Threaded Mode | Linear Mode

Bit · (This post was last modified: 02-06-2015 05:30 AM by Bit.)

I noticed that the inverse gamma library routine included with the 34S (discussed here) was quite slow for small inputs. I've added a very simple second algorithm that uses the secant method and converges faster for small inputs: < ~2.3 in single precision mode and < ~1e17 in double precision mode. For example, 1.6 vs 5.3 seconds in single precision mode or 2.1 vs 13.5 seconds in double precision mode with 0.89 as the input. While it's a noticeable improvement, it's probably far from optimal since I'm not an expert on numerical algorithms, so I'd be interested in better versions.

Code:

LBL'![^-1]'           // Inverse factorial

  LocR 10

  SF .00

LBL'[GAMMA][^-1]'     // Inverse gamma

  LocR 10

  FS?S D       // Set flag D and save old status

    SF .01

  STOM .01

  SSIZE8

  STOS .02     // Input in .02

  // Estimate inverse gamma

  # [pi]

  STO Z        // Save for later use (SP limit)

  # 86

  /

  STO T        // Save for later use (max.error)

  RCL+ Y

  # [pi]

  STO+ X

  SQRT

  /

  LN

  STO .00

  # eE

  /

  W[sub-p]

  STO/ .00

  # 20

  x[<->] .00   // Loop counter in .00

  # 1/2

  +

  DBL?

    SKIP 1

  SKIP 2

  x[<=]? .00   // Reuse loop counter for another purpose

    GTO'SM'    // DP: ~result <= 20

  x[<=]? T

    GTO'SM'    // SP: ~result <= 3.14

  // Find precise result for large arguments using

  // the original invgamma code from the 34S library.

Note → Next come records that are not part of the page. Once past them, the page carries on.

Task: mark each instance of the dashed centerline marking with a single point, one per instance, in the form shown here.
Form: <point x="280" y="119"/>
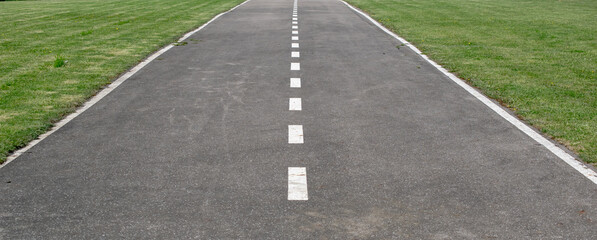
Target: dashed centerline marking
<point x="295" y="134"/>
<point x="295" y="82"/>
<point x="295" y="104"/>
<point x="297" y="184"/>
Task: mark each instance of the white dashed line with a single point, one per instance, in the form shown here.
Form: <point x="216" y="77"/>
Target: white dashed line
<point x="295" y="134"/>
<point x="295" y="66"/>
<point x="295" y="83"/>
<point x="295" y="104"/>
<point x="297" y="184"/>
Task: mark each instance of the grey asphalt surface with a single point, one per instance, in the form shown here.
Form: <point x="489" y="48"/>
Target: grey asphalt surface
<point x="195" y="146"/>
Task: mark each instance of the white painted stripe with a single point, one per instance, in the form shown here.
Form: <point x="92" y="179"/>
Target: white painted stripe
<point x="297" y="184"/>
<point x="295" y="66"/>
<point x="295" y="104"/>
<point x="569" y="159"/>
<point x="295" y="134"/>
<point x="295" y="83"/>
<point x="106" y="90"/>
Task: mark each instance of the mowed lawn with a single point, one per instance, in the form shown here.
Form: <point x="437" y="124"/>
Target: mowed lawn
<point x="537" y="57"/>
<point x="98" y="40"/>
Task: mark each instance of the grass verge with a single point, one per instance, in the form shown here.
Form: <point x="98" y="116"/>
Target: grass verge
<point x="56" y="54"/>
<point x="537" y="57"/>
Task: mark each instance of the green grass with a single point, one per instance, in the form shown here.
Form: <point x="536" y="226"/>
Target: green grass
<point x="537" y="57"/>
<point x="56" y="54"/>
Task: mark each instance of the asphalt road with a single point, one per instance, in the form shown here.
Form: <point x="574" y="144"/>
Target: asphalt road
<point x="196" y="145"/>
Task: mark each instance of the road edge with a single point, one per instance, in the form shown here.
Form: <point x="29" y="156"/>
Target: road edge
<point x="107" y="89"/>
<point x="528" y="130"/>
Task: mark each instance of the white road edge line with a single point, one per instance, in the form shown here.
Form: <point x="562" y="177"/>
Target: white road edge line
<point x="295" y="104"/>
<point x="295" y="82"/>
<point x="295" y="134"/>
<point x="93" y="100"/>
<point x="295" y="66"/>
<point x="579" y="166"/>
<point x="297" y="184"/>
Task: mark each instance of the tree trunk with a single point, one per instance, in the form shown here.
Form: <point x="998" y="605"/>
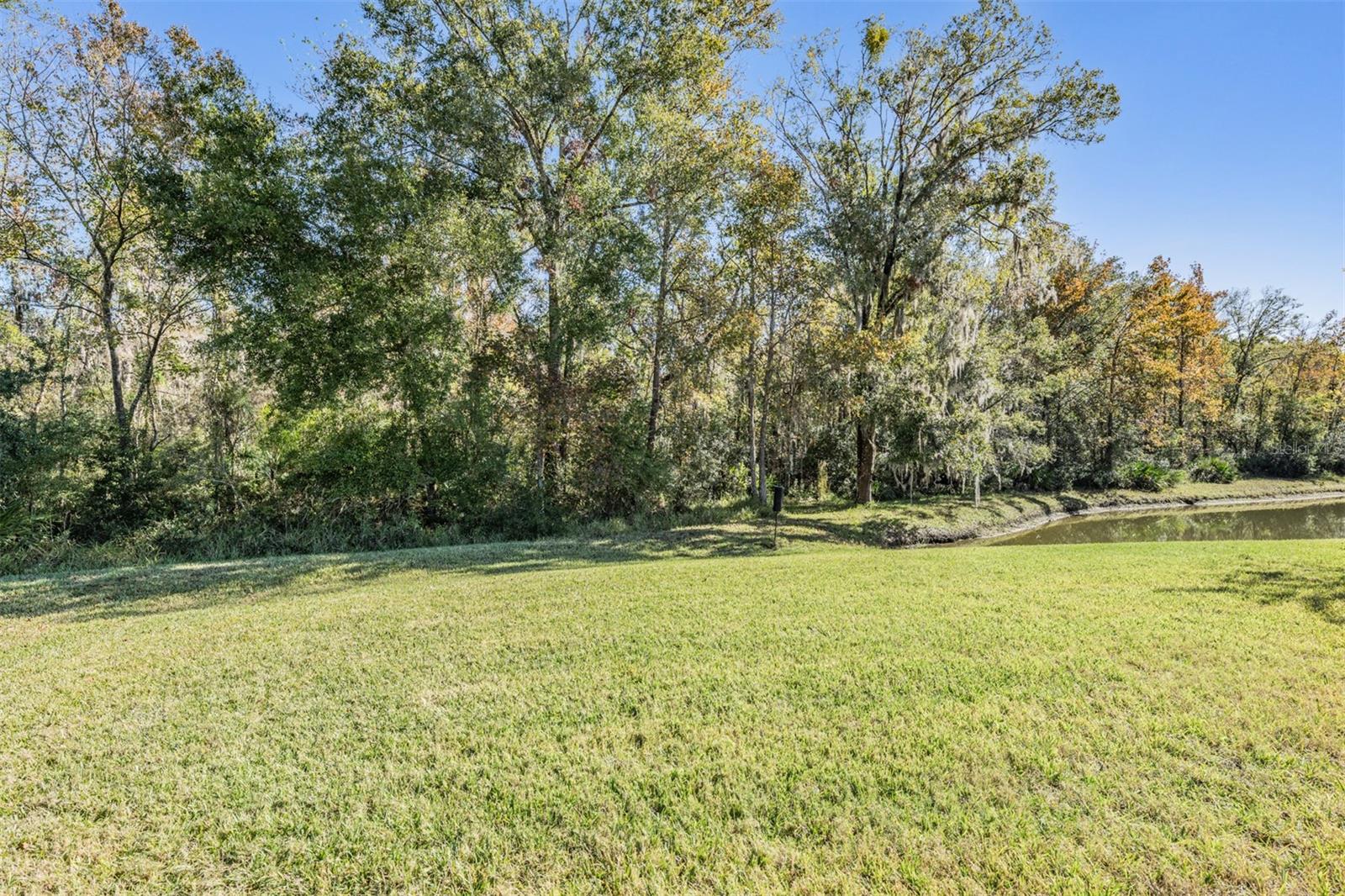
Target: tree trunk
<point x="657" y="380"/>
<point x="109" y="333"/>
<point x="766" y="400"/>
<point x="549" y="425"/>
<point x="865" y="451"/>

LBL'LL'        // Loop for large arguments

  [<->] XZZX

  GAMMA        // X=g(Xn-1), Y=T=input, Z=Xn-1

  /

  +/-

  INC X

  RCL Z

  LN

  RCL* L

  STO+ X

  DEC X

  RCL/ T

  /

  STO+ X

  [<->] XZZY

  -            // X=Xn, Y=Xn-1, Z=input

  DSZ .00      // Safeguard against slow convergence

    CNVG? 3

      GTO'RX'  // Return X

  GTO'LL'      // Loop

  // Find precise result for small arguments using the secant method

LBL'SM'

  [<->] XXXX

  GAMMA

  RCL- .02

  [<->] XYXY

  SIGN

  RCL* A       // Max error: we need ~ 0.027, close enough

  -            // X=Xn-1, Y=f(Xn-2), Z=Xn-2

LBL'SL'        // Loop for small arguments

  [<->] XXYZ

  GAMMA

  RCL .02

  DSZ .00      // Safeguard against slow convergence

    CNVG? 3

      GTO'RZ'  // Return Z

  -            // X=f(Xn-1), Y=Xn-1, Z=f(Xn-2), T=Xn-2

  STO- Z

  RCL Y        // X=Xn-1, Y=f(Xn-1), Z=Xn-1, T=f(Xn-2)-f(Xn-1), A=Xn-2

  RCL- A

  RCL/ T

  SPEC?        // T=f(Xn-2)-f(Xn-1) was zero

    GTO'RZ'    // Return Z

  RCL* Y

  RCL+ Z       // X=Xn, Y=f(Xn-1), Z=Xn-1

  GTO'SL'      // Loop

LBL'RZ'        // Return value in Z

  x[<->] Z

LBL'RX'        // Return value in X

  FS? .00      // Called as inverse factorial?

    DEC X

  x[<->] .02

  STO L

  RCLS .02

  FC? .01      // Restore flag D

    CF D

  RCLM .01

  END

Edit: Fixed code.